WASHINGTON: The U.S. Treasury, moving to boost pressure on Hezbollah, imposed sanctions on Wednesday against two people and three firms that Washington accuses of being involved in schemes to help the armed Shi'ite group backed by Iran evade American sanctions.

The Treasury's Office of Foreign Assets Control (OFAC) said it was targeting Belgium-based Wael Bazzi because he acted on behalf of his father Mohammad Bazzi, a Hezbollah financier.

OFAC also took action against two Belgian companies and a British-based firm controlled by Bazzi.

In addition, the US Treasury designated Lebanon-based Hassan Tabaja, who it said had acted on behalf of his brother Adham Tabajha, also a Hezbollah financier. The U.S. action freezes their assets and property and prevents U.S. citizens and businesses from dealing with them.

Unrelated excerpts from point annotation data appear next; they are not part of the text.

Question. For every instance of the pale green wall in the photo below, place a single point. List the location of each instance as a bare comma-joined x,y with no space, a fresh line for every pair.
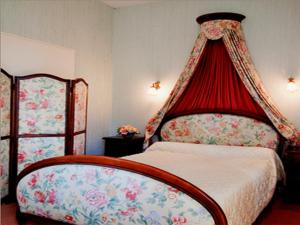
86,27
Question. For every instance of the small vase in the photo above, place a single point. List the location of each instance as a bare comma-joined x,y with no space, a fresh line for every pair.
129,135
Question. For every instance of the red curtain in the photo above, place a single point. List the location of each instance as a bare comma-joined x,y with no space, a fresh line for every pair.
215,87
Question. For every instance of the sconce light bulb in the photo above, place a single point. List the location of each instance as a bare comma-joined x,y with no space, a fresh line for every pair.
291,86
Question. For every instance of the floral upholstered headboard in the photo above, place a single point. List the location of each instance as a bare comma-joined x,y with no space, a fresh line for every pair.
220,129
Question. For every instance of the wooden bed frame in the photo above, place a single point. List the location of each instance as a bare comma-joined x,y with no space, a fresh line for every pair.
149,171
191,190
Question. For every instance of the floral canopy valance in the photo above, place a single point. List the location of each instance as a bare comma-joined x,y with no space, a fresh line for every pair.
230,31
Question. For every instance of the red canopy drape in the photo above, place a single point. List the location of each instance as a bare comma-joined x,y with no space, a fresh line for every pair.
215,86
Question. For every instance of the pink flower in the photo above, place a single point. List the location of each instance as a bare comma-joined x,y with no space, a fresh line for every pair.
219,115
172,125
179,220
31,105
27,164
73,177
21,157
22,95
234,124
58,116
51,197
50,177
165,135
128,212
32,182
39,196
95,198
21,198
39,152
30,122
109,171
132,190
131,195
1,170
178,133
44,104
42,92
1,102
69,218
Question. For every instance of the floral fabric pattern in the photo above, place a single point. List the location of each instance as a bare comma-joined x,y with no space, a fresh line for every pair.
79,144
32,150
221,130
233,37
81,92
4,166
106,196
42,106
5,98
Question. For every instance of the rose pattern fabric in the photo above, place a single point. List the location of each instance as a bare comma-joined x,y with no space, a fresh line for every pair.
4,167
232,34
220,129
42,106
80,106
87,194
5,97
31,150
79,144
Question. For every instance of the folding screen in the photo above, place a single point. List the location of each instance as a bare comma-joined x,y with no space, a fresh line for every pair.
42,116
80,97
42,112
6,82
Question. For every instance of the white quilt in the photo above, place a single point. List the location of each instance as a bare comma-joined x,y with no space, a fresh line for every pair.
241,180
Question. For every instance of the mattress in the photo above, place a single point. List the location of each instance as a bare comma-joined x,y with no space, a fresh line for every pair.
241,180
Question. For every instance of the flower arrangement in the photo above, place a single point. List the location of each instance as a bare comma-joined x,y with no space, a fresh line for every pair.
127,130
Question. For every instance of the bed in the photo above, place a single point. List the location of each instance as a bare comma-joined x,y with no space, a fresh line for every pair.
225,176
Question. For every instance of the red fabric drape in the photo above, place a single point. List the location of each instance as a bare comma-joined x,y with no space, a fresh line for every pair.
216,87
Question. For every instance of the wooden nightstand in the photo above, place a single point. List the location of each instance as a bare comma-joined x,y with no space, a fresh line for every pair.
118,146
292,168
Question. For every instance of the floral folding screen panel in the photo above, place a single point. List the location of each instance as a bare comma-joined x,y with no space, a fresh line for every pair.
42,102
80,100
42,106
5,130
42,116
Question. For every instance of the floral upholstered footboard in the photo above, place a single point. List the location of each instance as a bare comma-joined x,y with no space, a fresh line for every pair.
116,192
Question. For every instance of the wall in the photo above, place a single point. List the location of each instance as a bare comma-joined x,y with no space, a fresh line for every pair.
86,27
21,56
152,42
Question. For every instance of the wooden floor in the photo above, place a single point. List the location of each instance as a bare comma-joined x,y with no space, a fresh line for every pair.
278,213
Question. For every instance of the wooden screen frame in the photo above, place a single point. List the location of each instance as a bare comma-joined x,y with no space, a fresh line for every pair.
10,136
72,116
17,104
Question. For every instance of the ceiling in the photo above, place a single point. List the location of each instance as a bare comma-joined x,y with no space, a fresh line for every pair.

The two men and three businesses were targeted for sanctions under US regulations aimed at suspected terrorists or those who support them, the Treasury said in a statement. Hezbollah is considered a foreign terrorist organization by the United States.

"Treasury is relentlessly pursuing Hezbollah's financial facilitators by dismantling two of Hezbollah's most important financial networks," Treasury Undersecretary Sigal Mandelker said in a statement.

"By targeting Hassan Tabaja and Wael Bazzi and their European-based companies, this administration is continuing to disrupt all avenues of financial support relied upon by Hezbollah," he said.

The US State Department earlier this week offered a reward of up to $10 million for information that could help disrupt Hezbollah's financing.

The move to boost pressure on the group comes at a time of growing US concern about its role in the Lebanese government. Hezbollah's regional clout has expanded as it has sent fighters to Middle East conflicts, including the war in Syria, where it supported President Bashar al-Assad.